The ResolvedBlock node doesn't contain any different information from its non-resolved counterpart.

struct ResolvedBlock {
  SourceLocation location;
  std::vector<std::unique_ptr<ResolvedStmt>> statements;

  ResolvedBlock(SourceLocation location,
                std::vector<std::unique_ptr<ResolvedStmt>> statements)
      : location(location),
        statements(std::move(statements)) {}

  void dump(size_t level = 0) const;
};

Its textual representation is also identical to the AST Block node.

void ResolvedBlock::dump(size_t level) const {
  std::cerr << indent(level) << "ResolvedBlock\n";

  for (auto &&stmt : statements)
    stmt->dump(level + 1);
}

With moving more information to its base class, ResolvedParamDecl no longer contains any unique fields.

struct ResolvedParamDecl : public ResolvedDecl {
  ResolvedParamDecl(SourceLocation location, std::string identifier, Type type)
      : ResolvedDecl{location, std::move(identifier), type} {}

  void dump(size_t level = 0) const override;
};

The textual representation of the node also contains its address.

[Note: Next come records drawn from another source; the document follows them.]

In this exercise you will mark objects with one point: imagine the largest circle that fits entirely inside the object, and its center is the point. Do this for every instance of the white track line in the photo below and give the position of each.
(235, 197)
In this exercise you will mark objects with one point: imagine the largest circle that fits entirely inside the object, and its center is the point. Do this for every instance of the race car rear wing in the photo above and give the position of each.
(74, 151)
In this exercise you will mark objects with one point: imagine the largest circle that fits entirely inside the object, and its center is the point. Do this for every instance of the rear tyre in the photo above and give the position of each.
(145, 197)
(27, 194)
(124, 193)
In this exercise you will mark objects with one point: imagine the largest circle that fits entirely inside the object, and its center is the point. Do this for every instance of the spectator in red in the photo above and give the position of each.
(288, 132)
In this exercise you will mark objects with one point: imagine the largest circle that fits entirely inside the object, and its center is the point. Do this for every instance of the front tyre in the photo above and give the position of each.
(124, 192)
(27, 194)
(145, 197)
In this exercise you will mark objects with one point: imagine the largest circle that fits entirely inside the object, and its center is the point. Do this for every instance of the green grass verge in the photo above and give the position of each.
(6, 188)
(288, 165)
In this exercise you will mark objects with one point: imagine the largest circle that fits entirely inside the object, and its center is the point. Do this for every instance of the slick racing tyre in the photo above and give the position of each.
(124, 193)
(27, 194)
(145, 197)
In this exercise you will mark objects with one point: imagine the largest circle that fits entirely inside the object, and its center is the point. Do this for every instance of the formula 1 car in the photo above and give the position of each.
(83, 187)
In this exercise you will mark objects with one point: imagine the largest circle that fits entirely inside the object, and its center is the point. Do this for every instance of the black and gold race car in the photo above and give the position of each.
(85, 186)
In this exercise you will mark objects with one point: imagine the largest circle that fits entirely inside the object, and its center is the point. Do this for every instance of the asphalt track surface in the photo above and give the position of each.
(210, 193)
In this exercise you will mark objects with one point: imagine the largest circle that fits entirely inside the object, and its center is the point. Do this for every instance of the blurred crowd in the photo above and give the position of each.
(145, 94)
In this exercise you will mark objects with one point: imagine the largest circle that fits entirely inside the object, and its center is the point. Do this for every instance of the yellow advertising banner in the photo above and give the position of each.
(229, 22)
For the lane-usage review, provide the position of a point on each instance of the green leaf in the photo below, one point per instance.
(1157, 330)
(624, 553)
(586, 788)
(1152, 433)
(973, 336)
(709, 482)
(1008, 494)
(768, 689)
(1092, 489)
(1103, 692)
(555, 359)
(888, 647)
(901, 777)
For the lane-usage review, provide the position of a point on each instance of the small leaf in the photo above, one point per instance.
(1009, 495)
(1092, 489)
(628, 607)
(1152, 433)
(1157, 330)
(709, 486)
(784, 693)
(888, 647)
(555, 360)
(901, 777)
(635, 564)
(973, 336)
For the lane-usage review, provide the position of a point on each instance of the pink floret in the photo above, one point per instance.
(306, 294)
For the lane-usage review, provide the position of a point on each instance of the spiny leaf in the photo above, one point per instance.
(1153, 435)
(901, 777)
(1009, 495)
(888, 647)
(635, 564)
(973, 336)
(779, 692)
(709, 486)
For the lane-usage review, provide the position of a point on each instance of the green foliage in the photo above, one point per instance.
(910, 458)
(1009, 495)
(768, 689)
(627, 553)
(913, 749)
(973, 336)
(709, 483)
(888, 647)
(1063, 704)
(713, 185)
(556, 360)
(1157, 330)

void ResolvedParamDecl::dump(size_t level) const {
  std::cerr << indent(level) << "ResolvedParamDecl: @(" << this << ") "
            << identifier << ':' << '\n';
}

ResolvedFunctionDecl only stores a parameter list and the body of the function. The rest of the fields are stored in the ResolvedDecl base class.

struct ResolvedFunctionDecl : public ResolvedDecl {
  std::vector<std::unique_ptr<ResolvedParamDecl>> params;
  std::unique_ptr<ResolvedBlock> body;

  ResolvedFunctionDecl(SourceLocation location,
                       std::string identifier,
                       Type type,
                       std::vector<std::unique_ptr<ResolvedParamDecl>> params,
                       std::unique_ptr<ResolvedBlock> body)
      : ResolvedDecl(location, std::move(identifier), type),
        params(std::move(params)),
        body(std::move(body)) {}

  void dump(size_t level = 0) const override;
};

The textual representation of the node contains its name, address, identifier, parameters and body.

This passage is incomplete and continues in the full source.